The University of Florida recently implemented an interactive digital signage kiosk program with an environmentally-friendly aspect. Drawing on the Sunshine State’s most noticeable attribute, the university is now helping students and visitors navigate the campus with solar-powered directional signage kiosks.


Known as “wayfinding” in the trade, the technology allows users to touch a destination on an interactive screen and instantly receive directions and other relevant information. In the universities installation, solar panels are strategically placed around campus to capture the sun’s energy and power the screens, directing students and visitors to destinations around campus. Information is refreshed four times each hour. Visitors can find their way to each of the solar “farms” as they are called, as well as access to the university website and to their destination.


The company behind the installation is Ireland's EcoTech Computers, and their brand is Eco. The Eco solar kiosk is a self-contained system that draws its power requirements directly from the sun and stores energy collected in its battery bank, so the kiosk is fully functional even on those rare Florida days when the sky is cloudy. The self-contained system stores the collected energy in its 135AH deep cycle battery bank. Its fanless Intel Atom N270 processor and 21-inch LED high contrast monitor operate without the need for a traditional power supply.


John Lawson, The University of Florida's physical plant department director, explained that the project was an attempt to provide information to the general public as well as to students and staff on how much energy the project produced and to offer more education on solar power. Of course, campus directions and additional information are also key to the system’s usage. He noted that a goal of the University is to be carbon neutral by 2025. The University of Florida was selected in 2012 based on three factors: student population, energy consumption and plans to use solar arrays as educational and research tools.
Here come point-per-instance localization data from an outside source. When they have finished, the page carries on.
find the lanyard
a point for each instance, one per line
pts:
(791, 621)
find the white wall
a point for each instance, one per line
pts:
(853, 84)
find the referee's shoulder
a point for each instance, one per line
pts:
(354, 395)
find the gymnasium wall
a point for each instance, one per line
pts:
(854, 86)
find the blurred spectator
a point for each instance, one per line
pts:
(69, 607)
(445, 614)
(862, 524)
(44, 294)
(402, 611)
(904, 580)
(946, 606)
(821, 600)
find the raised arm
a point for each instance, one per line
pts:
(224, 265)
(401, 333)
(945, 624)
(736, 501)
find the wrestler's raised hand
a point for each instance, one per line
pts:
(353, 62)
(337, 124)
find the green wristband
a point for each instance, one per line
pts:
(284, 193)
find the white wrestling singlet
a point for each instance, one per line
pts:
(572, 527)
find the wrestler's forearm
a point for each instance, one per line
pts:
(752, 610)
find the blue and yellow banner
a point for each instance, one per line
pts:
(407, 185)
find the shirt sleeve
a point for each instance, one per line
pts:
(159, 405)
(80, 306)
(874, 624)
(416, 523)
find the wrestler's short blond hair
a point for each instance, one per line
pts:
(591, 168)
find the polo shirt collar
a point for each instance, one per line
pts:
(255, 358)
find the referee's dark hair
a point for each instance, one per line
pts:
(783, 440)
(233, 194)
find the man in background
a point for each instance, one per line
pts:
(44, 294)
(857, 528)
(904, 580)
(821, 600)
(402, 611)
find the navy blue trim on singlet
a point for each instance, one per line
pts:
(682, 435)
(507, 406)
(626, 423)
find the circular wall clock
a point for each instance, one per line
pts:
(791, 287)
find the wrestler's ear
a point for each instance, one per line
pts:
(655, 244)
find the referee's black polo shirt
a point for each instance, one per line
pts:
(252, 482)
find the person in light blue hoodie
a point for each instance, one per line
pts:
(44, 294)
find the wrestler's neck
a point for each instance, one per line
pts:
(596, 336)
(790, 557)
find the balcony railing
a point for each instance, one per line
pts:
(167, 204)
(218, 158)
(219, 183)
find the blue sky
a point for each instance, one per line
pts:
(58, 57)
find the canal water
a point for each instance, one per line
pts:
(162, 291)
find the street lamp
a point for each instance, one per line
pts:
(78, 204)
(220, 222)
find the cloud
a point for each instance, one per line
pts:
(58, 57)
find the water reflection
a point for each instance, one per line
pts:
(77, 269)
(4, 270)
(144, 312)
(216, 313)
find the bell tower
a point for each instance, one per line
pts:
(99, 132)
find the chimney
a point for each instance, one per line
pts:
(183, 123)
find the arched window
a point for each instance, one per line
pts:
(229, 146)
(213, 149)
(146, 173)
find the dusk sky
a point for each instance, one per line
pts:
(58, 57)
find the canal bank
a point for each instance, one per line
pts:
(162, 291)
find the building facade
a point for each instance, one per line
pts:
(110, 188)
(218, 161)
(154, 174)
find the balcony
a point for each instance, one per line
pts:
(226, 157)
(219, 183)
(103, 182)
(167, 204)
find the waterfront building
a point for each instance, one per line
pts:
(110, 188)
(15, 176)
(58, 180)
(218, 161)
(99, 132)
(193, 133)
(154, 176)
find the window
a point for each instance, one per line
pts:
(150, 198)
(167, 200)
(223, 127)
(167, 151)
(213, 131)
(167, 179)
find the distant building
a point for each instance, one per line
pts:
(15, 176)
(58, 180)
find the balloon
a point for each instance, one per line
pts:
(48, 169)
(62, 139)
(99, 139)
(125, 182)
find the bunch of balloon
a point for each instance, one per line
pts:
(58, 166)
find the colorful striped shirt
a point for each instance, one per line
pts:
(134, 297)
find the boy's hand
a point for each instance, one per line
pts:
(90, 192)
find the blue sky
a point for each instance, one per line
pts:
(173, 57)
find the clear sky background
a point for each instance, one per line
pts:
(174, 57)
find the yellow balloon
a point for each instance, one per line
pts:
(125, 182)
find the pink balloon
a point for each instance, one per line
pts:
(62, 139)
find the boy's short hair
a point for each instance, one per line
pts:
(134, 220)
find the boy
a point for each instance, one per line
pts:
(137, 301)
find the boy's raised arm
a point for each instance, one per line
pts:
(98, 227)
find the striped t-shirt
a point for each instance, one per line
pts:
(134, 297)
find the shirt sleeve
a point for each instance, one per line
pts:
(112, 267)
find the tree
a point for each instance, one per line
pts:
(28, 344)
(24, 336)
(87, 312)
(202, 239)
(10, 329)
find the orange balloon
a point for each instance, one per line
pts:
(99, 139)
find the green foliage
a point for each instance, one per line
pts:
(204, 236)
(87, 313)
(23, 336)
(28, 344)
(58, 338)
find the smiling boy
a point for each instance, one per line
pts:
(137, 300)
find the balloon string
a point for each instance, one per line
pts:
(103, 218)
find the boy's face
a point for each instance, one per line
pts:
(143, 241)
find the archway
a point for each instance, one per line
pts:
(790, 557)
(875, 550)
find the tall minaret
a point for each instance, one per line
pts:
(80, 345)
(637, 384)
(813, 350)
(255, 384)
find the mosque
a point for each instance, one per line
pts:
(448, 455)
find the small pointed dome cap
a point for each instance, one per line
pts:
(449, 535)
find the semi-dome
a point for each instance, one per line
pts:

EcoTech’s solar-powered outdoor kiosk saves up to 9.2 tons of Carbon Dioxide. Additionally, the technology offers access to the internet or stored media, a secure lock-down browser, remote management and a stainless steel casing for vandal resistance, security and weatherproofing.


The company installed its first Eco Kiosk in July 2010, at the entrance to Trim Castle in Ireland, providing 60,000 annual visitors with information about the castle and its surrounding areas. The company states that there is considerable interest in U.S. companies, schools and retail establishments to “go green” with the touchscreen way finding technology.